LO: When I first came to Hoboken, I was going through a divorce. I wanted to move to Hoboken so I could be close to Maxwell's and see tons of shows. My friend from work happened to be subletting a room in her apartment, which was $480 a month, and the apartment was like 1,500 square feet or something. It was huge. And so I moved and went to Maxwell's a lot and saw tons of shows. Years later, I ended up working there and dating one of the bartenders, with whom I'm still attached. It was a magical time for me. Life-changing. I met so many amazing and creative people, and I'm still friends with every one of them.
What keeps you here?
TB: Jersey City just feels like home to us. My girlfriend and I have been exploring other places and may eventually move on at some point when the time comes, but there's a good rhythm going on with everybody right now. It's a nurturing environment where everyone is always really accepting and supportive. Not that similar communities don't exist elsewhere, but this one feels truly special.

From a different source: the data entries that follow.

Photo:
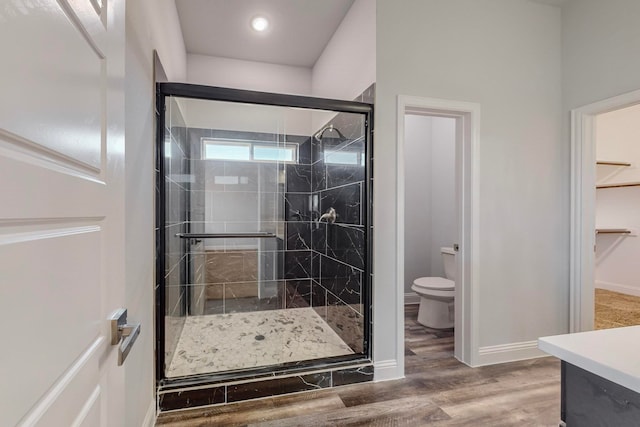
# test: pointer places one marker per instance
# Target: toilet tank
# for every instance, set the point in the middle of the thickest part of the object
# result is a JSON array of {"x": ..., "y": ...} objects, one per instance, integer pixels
[{"x": 449, "y": 260}]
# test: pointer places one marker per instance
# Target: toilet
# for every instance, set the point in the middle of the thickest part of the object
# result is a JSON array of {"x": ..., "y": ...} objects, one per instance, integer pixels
[{"x": 436, "y": 295}]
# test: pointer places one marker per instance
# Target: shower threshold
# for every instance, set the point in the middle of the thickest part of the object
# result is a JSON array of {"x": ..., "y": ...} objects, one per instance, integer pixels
[{"x": 237, "y": 341}]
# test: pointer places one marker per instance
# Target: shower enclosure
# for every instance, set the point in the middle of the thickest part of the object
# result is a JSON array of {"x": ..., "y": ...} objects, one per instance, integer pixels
[{"x": 263, "y": 244}]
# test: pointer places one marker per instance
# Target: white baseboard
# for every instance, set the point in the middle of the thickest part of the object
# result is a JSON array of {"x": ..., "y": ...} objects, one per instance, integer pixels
[
  {"x": 150, "y": 418},
  {"x": 617, "y": 287},
  {"x": 411, "y": 298},
  {"x": 491, "y": 355},
  {"x": 386, "y": 370}
]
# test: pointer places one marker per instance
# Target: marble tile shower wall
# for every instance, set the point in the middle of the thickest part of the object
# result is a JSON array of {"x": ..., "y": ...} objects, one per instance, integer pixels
[
  {"x": 339, "y": 248},
  {"x": 176, "y": 190}
]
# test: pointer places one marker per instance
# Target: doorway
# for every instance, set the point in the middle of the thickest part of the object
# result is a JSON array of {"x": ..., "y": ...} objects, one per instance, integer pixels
[
  {"x": 463, "y": 120},
  {"x": 605, "y": 192}
]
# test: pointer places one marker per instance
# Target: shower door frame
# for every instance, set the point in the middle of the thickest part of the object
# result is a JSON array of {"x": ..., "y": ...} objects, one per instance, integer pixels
[{"x": 185, "y": 90}]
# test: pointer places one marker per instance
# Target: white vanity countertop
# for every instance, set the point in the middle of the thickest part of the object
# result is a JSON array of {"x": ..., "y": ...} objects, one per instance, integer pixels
[{"x": 613, "y": 354}]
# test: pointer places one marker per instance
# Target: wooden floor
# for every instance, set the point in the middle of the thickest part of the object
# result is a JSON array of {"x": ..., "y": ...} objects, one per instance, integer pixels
[
  {"x": 437, "y": 391},
  {"x": 616, "y": 310}
]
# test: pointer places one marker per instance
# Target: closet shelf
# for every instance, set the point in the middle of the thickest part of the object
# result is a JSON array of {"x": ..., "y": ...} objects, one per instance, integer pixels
[
  {"x": 611, "y": 163},
  {"x": 622, "y": 184},
  {"x": 613, "y": 231}
]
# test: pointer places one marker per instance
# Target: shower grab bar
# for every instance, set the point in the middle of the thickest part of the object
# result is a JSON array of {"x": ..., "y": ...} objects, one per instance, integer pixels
[{"x": 224, "y": 235}]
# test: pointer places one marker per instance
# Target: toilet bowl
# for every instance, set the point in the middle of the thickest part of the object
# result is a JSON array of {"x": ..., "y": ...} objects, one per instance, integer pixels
[{"x": 436, "y": 295}]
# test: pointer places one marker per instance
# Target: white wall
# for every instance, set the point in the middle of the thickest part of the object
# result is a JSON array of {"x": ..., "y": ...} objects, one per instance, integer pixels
[
  {"x": 150, "y": 25},
  {"x": 347, "y": 65},
  {"x": 249, "y": 75},
  {"x": 417, "y": 257},
  {"x": 617, "y": 136},
  {"x": 444, "y": 226},
  {"x": 600, "y": 50},
  {"x": 430, "y": 214},
  {"x": 205, "y": 114},
  {"x": 505, "y": 55}
]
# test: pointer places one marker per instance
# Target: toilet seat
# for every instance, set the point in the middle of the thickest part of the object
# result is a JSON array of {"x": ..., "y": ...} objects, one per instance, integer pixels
[{"x": 435, "y": 283}]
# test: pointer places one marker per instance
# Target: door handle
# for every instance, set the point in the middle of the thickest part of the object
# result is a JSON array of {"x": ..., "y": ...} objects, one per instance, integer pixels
[{"x": 123, "y": 334}]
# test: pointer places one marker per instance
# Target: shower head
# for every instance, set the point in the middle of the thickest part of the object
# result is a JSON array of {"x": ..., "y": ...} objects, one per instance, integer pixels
[{"x": 318, "y": 136}]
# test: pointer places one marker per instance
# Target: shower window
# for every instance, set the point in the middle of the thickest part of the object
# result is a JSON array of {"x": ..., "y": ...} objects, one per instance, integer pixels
[
  {"x": 249, "y": 151},
  {"x": 252, "y": 277}
]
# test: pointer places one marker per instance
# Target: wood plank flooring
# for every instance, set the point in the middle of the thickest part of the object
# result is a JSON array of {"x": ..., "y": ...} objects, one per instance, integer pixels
[
  {"x": 437, "y": 391},
  {"x": 615, "y": 310}
]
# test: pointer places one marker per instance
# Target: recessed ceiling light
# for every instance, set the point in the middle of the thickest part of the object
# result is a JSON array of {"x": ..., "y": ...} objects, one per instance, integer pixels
[{"x": 259, "y": 23}]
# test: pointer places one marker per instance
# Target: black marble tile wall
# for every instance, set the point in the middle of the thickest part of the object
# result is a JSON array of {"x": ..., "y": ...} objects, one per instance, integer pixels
[
  {"x": 346, "y": 200},
  {"x": 342, "y": 280},
  {"x": 298, "y": 178},
  {"x": 297, "y": 207},
  {"x": 298, "y": 293},
  {"x": 299, "y": 235},
  {"x": 224, "y": 392},
  {"x": 297, "y": 265},
  {"x": 346, "y": 322},
  {"x": 346, "y": 243},
  {"x": 339, "y": 249}
]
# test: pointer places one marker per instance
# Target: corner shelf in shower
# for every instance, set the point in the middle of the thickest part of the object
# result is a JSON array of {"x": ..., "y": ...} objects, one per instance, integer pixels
[{"x": 224, "y": 235}]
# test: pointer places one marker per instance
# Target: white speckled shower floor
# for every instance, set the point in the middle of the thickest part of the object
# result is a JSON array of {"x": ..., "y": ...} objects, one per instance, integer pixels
[{"x": 223, "y": 342}]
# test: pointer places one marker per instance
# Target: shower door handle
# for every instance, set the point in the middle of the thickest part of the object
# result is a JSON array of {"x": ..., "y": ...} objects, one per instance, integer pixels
[{"x": 122, "y": 331}]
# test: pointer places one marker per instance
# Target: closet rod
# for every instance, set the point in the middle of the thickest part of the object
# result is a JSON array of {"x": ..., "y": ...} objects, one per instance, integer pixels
[
  {"x": 608, "y": 163},
  {"x": 630, "y": 184},
  {"x": 612, "y": 231}
]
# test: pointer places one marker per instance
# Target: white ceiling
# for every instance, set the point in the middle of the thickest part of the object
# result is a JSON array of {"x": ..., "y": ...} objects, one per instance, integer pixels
[{"x": 298, "y": 33}]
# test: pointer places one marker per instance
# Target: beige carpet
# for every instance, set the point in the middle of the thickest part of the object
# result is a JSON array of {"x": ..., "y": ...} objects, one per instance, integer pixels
[{"x": 614, "y": 309}]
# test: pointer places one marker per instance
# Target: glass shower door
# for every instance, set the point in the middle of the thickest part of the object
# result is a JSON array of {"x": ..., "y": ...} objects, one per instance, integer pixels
[{"x": 259, "y": 273}]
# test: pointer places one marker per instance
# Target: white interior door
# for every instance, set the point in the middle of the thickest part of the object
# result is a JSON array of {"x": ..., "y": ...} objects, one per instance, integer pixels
[{"x": 61, "y": 210}]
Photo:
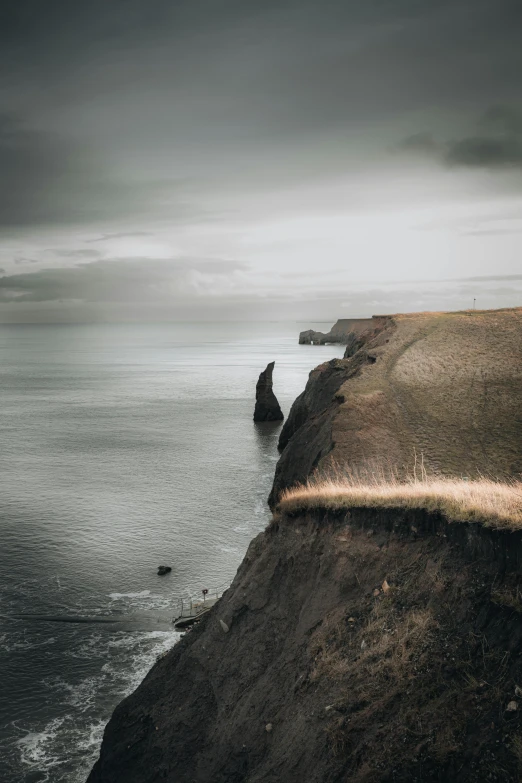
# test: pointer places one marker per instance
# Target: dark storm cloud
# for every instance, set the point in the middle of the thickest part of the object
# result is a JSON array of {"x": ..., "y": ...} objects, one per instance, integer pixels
[
  {"x": 496, "y": 145},
  {"x": 119, "y": 280},
  {"x": 49, "y": 179},
  {"x": 120, "y": 104},
  {"x": 121, "y": 235}
]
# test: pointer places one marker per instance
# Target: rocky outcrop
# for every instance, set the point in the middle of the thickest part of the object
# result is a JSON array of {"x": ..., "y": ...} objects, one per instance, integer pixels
[
  {"x": 444, "y": 386},
  {"x": 267, "y": 407},
  {"x": 371, "y": 646},
  {"x": 341, "y": 332}
]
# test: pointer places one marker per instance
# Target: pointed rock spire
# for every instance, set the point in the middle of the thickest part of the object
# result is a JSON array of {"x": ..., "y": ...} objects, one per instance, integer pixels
[{"x": 267, "y": 407}]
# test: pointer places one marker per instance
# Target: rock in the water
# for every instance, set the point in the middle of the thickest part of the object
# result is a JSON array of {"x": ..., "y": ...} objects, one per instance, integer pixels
[{"x": 267, "y": 407}]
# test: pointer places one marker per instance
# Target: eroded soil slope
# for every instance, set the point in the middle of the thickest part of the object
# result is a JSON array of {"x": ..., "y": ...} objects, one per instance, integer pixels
[
  {"x": 365, "y": 647},
  {"x": 446, "y": 387}
]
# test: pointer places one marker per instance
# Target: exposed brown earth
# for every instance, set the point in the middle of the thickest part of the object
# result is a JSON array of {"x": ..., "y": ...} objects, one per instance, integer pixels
[
  {"x": 369, "y": 646},
  {"x": 444, "y": 386},
  {"x": 367, "y": 643}
]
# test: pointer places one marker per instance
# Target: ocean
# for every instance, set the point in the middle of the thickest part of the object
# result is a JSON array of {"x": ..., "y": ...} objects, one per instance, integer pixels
[{"x": 122, "y": 447}]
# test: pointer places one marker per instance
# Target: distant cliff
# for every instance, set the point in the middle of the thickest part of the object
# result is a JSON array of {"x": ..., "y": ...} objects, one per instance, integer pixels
[
  {"x": 267, "y": 407},
  {"x": 341, "y": 332},
  {"x": 370, "y": 646},
  {"x": 446, "y": 387},
  {"x": 361, "y": 641}
]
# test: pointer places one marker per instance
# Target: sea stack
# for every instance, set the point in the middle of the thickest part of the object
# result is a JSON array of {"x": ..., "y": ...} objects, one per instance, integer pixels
[{"x": 267, "y": 407}]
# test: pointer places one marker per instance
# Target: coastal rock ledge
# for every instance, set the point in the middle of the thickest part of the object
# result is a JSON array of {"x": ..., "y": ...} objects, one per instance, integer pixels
[
  {"x": 267, "y": 407},
  {"x": 363, "y": 645}
]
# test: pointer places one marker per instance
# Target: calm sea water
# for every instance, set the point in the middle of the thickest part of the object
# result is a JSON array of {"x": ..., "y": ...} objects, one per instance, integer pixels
[{"x": 121, "y": 448}]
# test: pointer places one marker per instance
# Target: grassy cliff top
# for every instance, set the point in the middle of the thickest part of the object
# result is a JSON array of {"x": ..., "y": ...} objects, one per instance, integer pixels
[{"x": 490, "y": 503}]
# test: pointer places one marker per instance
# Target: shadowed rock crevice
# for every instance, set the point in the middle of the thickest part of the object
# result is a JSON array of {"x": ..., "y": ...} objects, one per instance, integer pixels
[{"x": 267, "y": 407}]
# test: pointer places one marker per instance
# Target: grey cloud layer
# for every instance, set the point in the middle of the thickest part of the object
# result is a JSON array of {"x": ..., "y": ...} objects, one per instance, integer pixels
[
  {"x": 114, "y": 109},
  {"x": 118, "y": 280}
]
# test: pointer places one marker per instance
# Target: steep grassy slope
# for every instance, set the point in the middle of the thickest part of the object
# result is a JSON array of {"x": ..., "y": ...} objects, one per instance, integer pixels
[
  {"x": 444, "y": 386},
  {"x": 370, "y": 646}
]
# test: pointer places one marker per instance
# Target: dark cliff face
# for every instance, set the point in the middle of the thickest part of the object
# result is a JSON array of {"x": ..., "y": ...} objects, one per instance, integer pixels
[
  {"x": 306, "y": 437},
  {"x": 341, "y": 332},
  {"x": 444, "y": 386},
  {"x": 363, "y": 647},
  {"x": 267, "y": 407}
]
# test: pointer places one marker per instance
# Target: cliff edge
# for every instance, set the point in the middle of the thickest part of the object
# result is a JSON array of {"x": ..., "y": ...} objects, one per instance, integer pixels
[
  {"x": 447, "y": 386},
  {"x": 341, "y": 332},
  {"x": 375, "y": 645}
]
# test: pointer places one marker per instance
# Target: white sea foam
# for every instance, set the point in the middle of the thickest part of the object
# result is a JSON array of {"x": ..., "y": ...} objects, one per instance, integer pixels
[
  {"x": 36, "y": 746},
  {"x": 142, "y": 594}
]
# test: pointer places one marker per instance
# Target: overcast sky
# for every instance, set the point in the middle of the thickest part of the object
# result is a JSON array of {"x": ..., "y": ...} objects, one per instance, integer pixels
[{"x": 230, "y": 159}]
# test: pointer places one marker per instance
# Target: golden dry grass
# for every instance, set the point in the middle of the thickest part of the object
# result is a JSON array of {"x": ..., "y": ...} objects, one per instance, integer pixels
[{"x": 491, "y": 503}]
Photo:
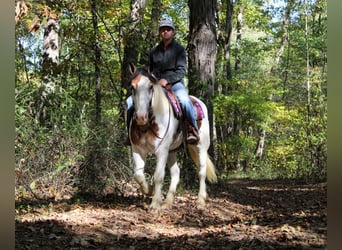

LO: Well, I've since moved to Newark. But we're moving back in November. So, I guess the question for me is not so much what keeps me here, but what's drawing me back. It's all about the people. I've never met so many genuinely supportive people in my life. It's a special feeling, where every day I'm happy to be alive. For example, I'll walk around Jersey City on a sunny Saturday, see like five people I know out and about, doing their thing, enjoying the day, and I feel really lucky to be alive and know all of them.